David is an architect and would spend a regular day working on the project for a new building. Arguing with urbanists, politicians and builders is a regular occupation of his. In the evening, to counter these long term projects, he would write some documentary music with his friends abroad : Dom, Serge or James.  

What is the best thing about your new album?
The best thing about our new album is that we managed to record most of the music in its original emergence, as pure improvisations. That is : immediately while it was being created.

What can you tell me about how you ended up with Tonzonen? 
We had been hosted by a small Brussels label, run by a friend of ours. It was very nice and cosy. But Belgium is a fairly small territory, split into 2 rather impermeable cultural landscapes. From which you have to choose where you belong. Our music is mostly instrumental, so we thought we needed to find a wider territory to expand ! And Germany is the biggest European country, right ? So we thought it was a good idea to follow that track…

Where do you live and what is the environment like for musicians like you?
The 3 of us live in Brussels. It’s a good place to meet a lot of great musicians. There’s always a nice concert happening somewhere. Unfortunately, the number of places to play in has narrowed, in the post-covid netflix area. People need to go out. That’s where true emotions reach you !

Who are some contemporary musical heroes of yours? 
Too many of our musical heroes are gone. But heroes don’t die, do they ? Miles Davis and David Bowie, Jimi Hendrix and Frank Zappa, Mark Hollis and Mark Sandman, Ennio Morricone and Ryuichi Sakamoto,… their music is very much alive. 

Catherine manages to work with musicians she loves, like Hugo Race, Iggy Pop, John Parish, Pascal Humbert or Simon Huw Jones. Catherine features on a record with Nick Cave but he’s definitely a living musical hero with whom she’d love to play. 

David Sylvian is one of Elie and David’s heroes for sure.
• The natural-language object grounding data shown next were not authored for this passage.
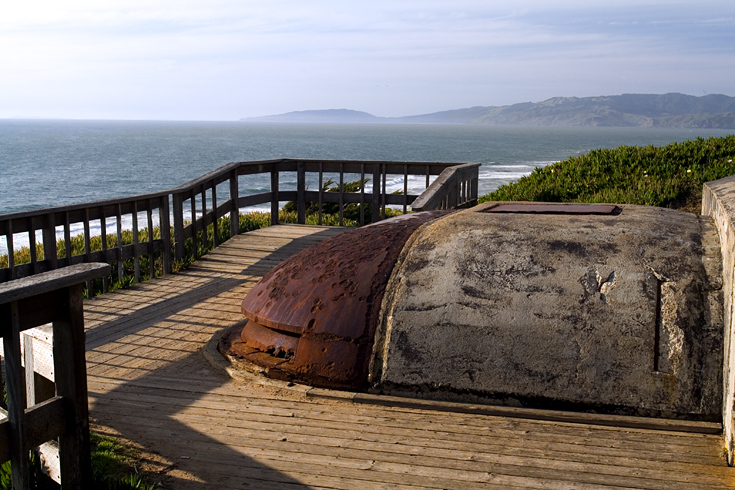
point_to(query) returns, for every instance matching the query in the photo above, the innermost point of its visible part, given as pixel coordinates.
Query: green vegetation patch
(114, 467)
(670, 176)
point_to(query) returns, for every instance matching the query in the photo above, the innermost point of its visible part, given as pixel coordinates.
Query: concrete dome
(609, 308)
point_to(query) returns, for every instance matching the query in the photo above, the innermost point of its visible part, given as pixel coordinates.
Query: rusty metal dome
(313, 317)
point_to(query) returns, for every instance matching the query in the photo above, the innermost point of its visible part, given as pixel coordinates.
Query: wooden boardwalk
(150, 383)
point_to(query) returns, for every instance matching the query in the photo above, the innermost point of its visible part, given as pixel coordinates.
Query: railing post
(32, 243)
(300, 193)
(474, 186)
(15, 387)
(376, 192)
(164, 221)
(11, 250)
(234, 208)
(49, 241)
(70, 375)
(274, 195)
(178, 203)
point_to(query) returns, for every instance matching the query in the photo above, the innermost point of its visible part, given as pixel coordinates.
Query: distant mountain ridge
(628, 110)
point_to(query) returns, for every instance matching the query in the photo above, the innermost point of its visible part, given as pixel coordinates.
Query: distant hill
(628, 110)
(323, 116)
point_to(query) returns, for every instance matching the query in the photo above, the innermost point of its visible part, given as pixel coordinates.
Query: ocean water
(47, 163)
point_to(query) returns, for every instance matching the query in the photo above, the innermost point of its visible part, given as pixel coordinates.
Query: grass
(114, 467)
(670, 176)
(247, 222)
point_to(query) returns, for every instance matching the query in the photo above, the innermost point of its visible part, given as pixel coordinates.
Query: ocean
(47, 163)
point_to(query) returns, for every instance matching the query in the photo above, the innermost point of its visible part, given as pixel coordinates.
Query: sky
(230, 59)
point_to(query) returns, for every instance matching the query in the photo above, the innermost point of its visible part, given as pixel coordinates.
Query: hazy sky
(227, 59)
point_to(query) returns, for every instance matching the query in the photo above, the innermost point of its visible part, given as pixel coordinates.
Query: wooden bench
(53, 297)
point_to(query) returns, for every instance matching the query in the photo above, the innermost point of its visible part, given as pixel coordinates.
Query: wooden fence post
(300, 193)
(71, 383)
(274, 196)
(178, 201)
(234, 208)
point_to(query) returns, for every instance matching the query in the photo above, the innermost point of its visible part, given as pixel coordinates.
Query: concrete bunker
(616, 309)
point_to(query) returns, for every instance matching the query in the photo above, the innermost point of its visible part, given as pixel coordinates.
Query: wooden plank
(15, 387)
(71, 384)
(50, 281)
(263, 435)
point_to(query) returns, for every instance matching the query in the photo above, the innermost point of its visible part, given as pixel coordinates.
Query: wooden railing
(456, 187)
(209, 198)
(54, 297)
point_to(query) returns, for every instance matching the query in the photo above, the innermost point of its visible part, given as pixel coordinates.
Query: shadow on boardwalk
(149, 382)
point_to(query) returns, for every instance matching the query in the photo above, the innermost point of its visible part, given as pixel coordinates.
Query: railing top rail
(49, 281)
(433, 192)
(214, 174)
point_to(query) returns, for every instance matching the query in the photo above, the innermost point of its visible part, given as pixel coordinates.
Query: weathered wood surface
(149, 382)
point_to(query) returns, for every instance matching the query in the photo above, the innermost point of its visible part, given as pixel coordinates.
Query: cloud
(227, 59)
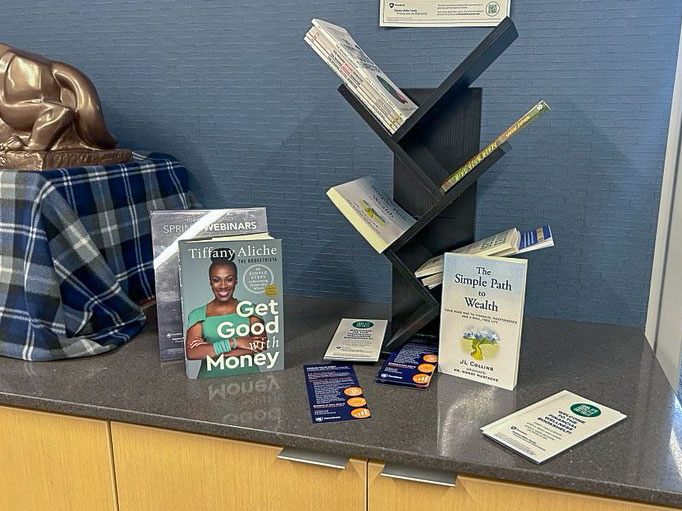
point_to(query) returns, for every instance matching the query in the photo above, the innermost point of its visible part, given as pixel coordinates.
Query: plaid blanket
(76, 254)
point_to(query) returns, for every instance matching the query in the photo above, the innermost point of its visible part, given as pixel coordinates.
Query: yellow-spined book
(372, 212)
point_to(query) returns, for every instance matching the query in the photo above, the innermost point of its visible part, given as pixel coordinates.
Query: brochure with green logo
(357, 340)
(551, 426)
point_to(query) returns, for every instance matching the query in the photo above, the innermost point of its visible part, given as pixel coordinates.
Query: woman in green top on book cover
(204, 322)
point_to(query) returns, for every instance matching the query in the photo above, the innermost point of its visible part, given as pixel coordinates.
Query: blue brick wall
(233, 91)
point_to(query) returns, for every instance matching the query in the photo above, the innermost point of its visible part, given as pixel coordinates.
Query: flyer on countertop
(357, 340)
(334, 393)
(551, 426)
(432, 13)
(410, 366)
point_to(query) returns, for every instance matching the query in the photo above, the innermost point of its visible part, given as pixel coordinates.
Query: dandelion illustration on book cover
(481, 344)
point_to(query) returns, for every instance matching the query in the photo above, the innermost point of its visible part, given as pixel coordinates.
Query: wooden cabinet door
(478, 494)
(54, 462)
(163, 470)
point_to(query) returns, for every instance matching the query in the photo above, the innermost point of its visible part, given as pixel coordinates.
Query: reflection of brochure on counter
(551, 426)
(431, 13)
(357, 340)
Beth Gibbons and Portishead are masters in musical expression. We also really love musicians that play music outside of radio standards, like The Necks, whose music is in constant movement and creation.

Can you tell me about how you go about composing and recording songs?
The music comes through improvisations between the 3 of us. We have never worked from a sketch that one of us brought to rehearsal. We just get together and play. And record everything. In the past, we would work this way through composition, and then learn how to recreate the improvisation, step by step. Get to the studio and record. and hope to get the magic back. This time, we actually recorded most of the music during its very first performance, in total improvisation. Of course, not everything was great. But we selected and edited and kept the essence. The quality of our listening to one another is great. Now of course we need to figure out how it happened ! 😉 . Who plays what ? With what effect and in which part ?

What are your immediate and long term future plans?
We’re playing at the Ancienne Belgique for our showcase of the new album, more venues will come, we are working right now on this near future…  

What should the Weirdo Shrine reader do after reading this interview?
They should go to our bandcamp page, listen to our albums, discover our video clips, specially the two last ones (Improbable & Ascension) directed by our friend, the very talented Karim Ouelhaj.